Tarafların ticari Defter ve belgeleri ile dosya üzerinde 12/03/2018 günü, saat 14.00 de Mahkememiz duruşma salonunda bilirkişi incelemesi yaptırılmasına karar verilmiş olup; Mali Müşavir Bilirkişi ….. 07/05/2018 tarihli raporunda özetle; dava konusunun, davacının davalı ile olan ticari ilişki dolayısıyla oluşan cari hesap alacağının tahsili talebinden ibaret olduğunu, davacının 2017 yılı ticari defterlerinin lehine delil niteliğinin bulunduğunu, davacının ticari defterlerine göre; dava tarihi itibariyle davacının davalıdan 43.762,18 TL alacaklı olduğunu, davalının 2017 yılı ticari defterlerinin lehine delil niteliğinin bulunmadığını, davalının ticari defterlerine göre; dava tarihi itibariyle davalının davacıya 6.673,00 TL borçlu olduğunu, taraf ticari defterleri arasındaki cari hesap farkının 43.762,18 TL – 6.673,00 TL= 37.089,18 TL olduğunu, davacının 01.01.2017 tarihinde 2016 yılından gelen devir rakamının 6.411,20 TL olduğunu, davalının ise 2016 yılından gelen cari devrin 6.673,00 T olduğunu bu itibarla taraf ticari defterleri arasındaki 261,80 TL cari hesap farkının 2016 yılı öncesinden kaynaklı olduğunun tespit edildiğini, ancak 2016 ve daha önceki yıllara ait cari hesap ekstreleri ve ilgili yıllara ait belgeler olmadığından bu farkın nedeni tespit edilemediğinden bu aşamada hesaplama bırakıldığını, özetle; davacı ile davalı ticari defterleri arasındaki cari hesap farkının 37.089,18 TL olduğunu, bu cari hesap farkının ise 13.136,09 TL’sinin davacıda olup davalı ticari defterlerinde olmamasından, geriye kalan 23.504,82 TL tutarlı faturaların ise davalı ticari defterlerinde kayıtlı olup davacı ticari defterlerinde kayıtlı olmamasından kaynaklandığını, ancak gerek davacı gerek ise davalının faturaların dayanak evraklarını sunmadığından 13.136,09 TL tutarındaki faturaların davacının ispatına muhtaç, 23.504,82 TL tutarındaki fatuarların ise davalının ispatına muhtaç olduğunu, neticeten, davacının davalıdan alacaklı olduğu 43.762,18 TL tutarından davacının ispatına muhtaç bırakılan 13.136,09 TL mahsup edilerek, dava tarihi itibari ile davacının davalıdan 43.762,18 TL – 13.136,09 =30.626,09 TL alacaklı olduğunu bildirmiştir.
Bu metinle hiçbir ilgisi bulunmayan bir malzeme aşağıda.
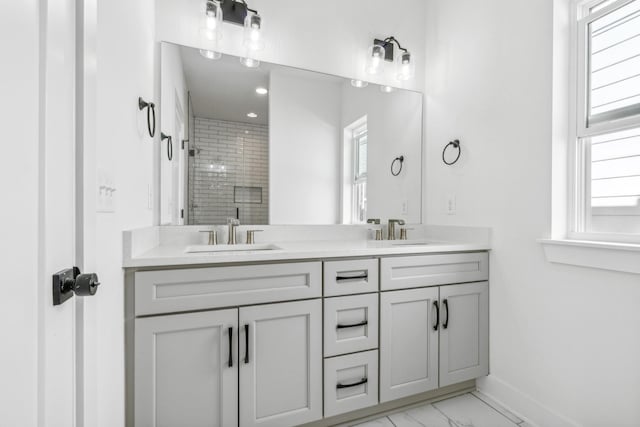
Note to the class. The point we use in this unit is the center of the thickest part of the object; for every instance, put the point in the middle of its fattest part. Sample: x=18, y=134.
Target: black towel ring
x=169, y=145
x=151, y=113
x=397, y=159
x=455, y=144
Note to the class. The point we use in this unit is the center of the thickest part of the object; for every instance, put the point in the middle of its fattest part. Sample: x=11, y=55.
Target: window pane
x=615, y=169
x=614, y=60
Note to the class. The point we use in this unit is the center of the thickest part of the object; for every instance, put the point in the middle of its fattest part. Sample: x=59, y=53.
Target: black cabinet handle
x=445, y=323
x=230, y=346
x=246, y=343
x=364, y=276
x=362, y=381
x=353, y=325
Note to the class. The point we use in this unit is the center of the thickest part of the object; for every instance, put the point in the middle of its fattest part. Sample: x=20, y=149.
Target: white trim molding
x=520, y=404
x=623, y=257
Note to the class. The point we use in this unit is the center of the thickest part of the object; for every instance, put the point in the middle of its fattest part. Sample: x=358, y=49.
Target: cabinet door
x=464, y=332
x=186, y=370
x=408, y=343
x=281, y=364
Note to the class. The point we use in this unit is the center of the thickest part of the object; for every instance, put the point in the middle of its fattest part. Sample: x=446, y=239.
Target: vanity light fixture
x=250, y=62
x=359, y=83
x=210, y=54
x=212, y=25
x=383, y=51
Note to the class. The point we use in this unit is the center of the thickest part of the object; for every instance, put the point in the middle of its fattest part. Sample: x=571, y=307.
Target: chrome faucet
x=232, y=224
x=392, y=228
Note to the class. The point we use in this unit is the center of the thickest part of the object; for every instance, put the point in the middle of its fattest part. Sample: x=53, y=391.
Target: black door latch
x=70, y=281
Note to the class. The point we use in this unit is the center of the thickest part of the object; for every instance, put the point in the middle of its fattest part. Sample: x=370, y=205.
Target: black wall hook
x=151, y=114
x=169, y=144
x=456, y=145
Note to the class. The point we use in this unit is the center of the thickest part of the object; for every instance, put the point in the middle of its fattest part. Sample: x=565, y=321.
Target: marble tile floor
x=467, y=410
Taraf itirazları irdelenmek suretiyle ek rapor tanzimi için dosyanın bilirkişi heyetine tevdine karar verilmiş olup; kök raporu hazırlayan bilirkişi 02/10/2018 tarihli ek raporunda özetle; dava dosyasına sunulu olan deliller, davacı ve davalı ticari defterleri ile mübrez tüm evraklar ile sınırlı olarak yapılan tespit, inceleme ve değerlendirmeler neticesinde; davacının kök rapora yapmış olduğu itirazlar neticesinde sunmuş olduğu belgeler ile takibe konu alacağına dayanak belgelerin davacının ispatına muhtaç olduğundan ve davalı tarafından davacıya düzenlenen faturaların davalı ispatına muhtaç olduğundan kök rapordaki görüşü değiştiriecek herhangi bir evrakın ya da belgenin sunulmadığından kök rapordaki görüşünün değişmediğini bildirmiştir.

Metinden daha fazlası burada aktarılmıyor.